Thanks for the help. I think I can use that information.

Did I get it right, that it is not forseeable when “display()” is triggered? So, you do not know how often the window is rerendered (lets say) per second? How do you know it is triggered often enough, so you can be shure the simulation is computed properly? Are “timestep” or “iterations” accountable for triggering “display()”?

One little note: Yes I know the fps are computed and I can see that the simulation is indeed rendered sufficiently. I figure I have not got the whole picture of the simulation.

No. display() gets called to advance the state of the solution by one timestep every time OpenGL receives an event which indicates the window needs to be redrawn. The primary source of those events is the idle() routine which is registered as the routine OpenGL will call whenever there is nothing else to do. If you look in the code of idle(), you will see that it calls glutPostRedisplay(), which will trigger a call to display().

So the basic operation of the simulation is to advance the simulation and render the result (by a call to display()) every time OpenGL indicates the GPU is idle (ie. not running display()). Interpret it as “advance the solution by the fixed timestep increment and display the results as fast as you can”.

First of all thanks for the reply. I was not informed by email so I did not recognize it earlier.

So if I understood that correctly, timestep with a value of 0.5 can only be interpreted as 0.5 seconds when the GPU needs 0.5 seconds to calculate the next iteration of the simulation?

I know I have already asked a lot but there is at least one more question left: In particles_kernel.cu the function “collideD” calls “collideSpheres” (calculating the collision between a particle and the cursor sphere). What makes me wonder is the fact that “collideSpheres” is called with a zero velocity of the cursor sphere. If I run the simulation I can see that particles bounce off the larger sphere even faster when I move the cursor with more speed. Has that something to do with the “spring force”?

Install cuda 3.0, it has emulation mode, so you can debug it on cpu.

No, the timestep is really 0.5 seconds irrespective of GPU speed. If the GPU takes less than 0.5s per frame, it just means that the simulation is running “faster than real time”. I solve time dependent partial differential equations where typical problems take a week of wall clock time to integrate a few seonds of simulation time. How long it takes to obtain the solution has no bearing on the time steps which the simulation integrates. This SDK example should not be viewed any differently.

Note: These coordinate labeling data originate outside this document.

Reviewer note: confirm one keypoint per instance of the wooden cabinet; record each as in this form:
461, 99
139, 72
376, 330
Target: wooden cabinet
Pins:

Thanks again. I think I got it now.

I know it is another topic and has really little to do with my previous questions but I am having trouble with global memory: I want to read some parameters for the simulation from a file so I do not have to change them in the code and then compile again. For that reason I wrote some routines to read some floats and ints into a struct. Lets call the struct “blo”. This struct is stored in global memory for the cpu. I used “extern blo* foo” in a .h-file and “blo* foo” in the corresponding .cpp-file. Thus I can access “foo” from every .cpp-file within any function. I allocated the necessary memory in my main-function using “foo = null; foo = (blo*)malloc(sizeof(blo));”. Now there is the following problem. I want to use the whole struct in some of the kernels of the particles sample too. I tried cudaMemcpyToSymbol(foo2, foo, sizeof(blo)) but it did not work. I already checked google and the forum. One of the problems is that I can not include “particles_kernel.cu” or “particleSystem.cu” in “particles.cpp” because I get some errors from the compiler and/or linker. So now I want to write another file only to copy the value of foo into a foo2 lieing on the gpu. Again foo2 should be global too.

Maybe some of you guys have an idea how I get my thing working.

It is a little late but never the less: Happy new year!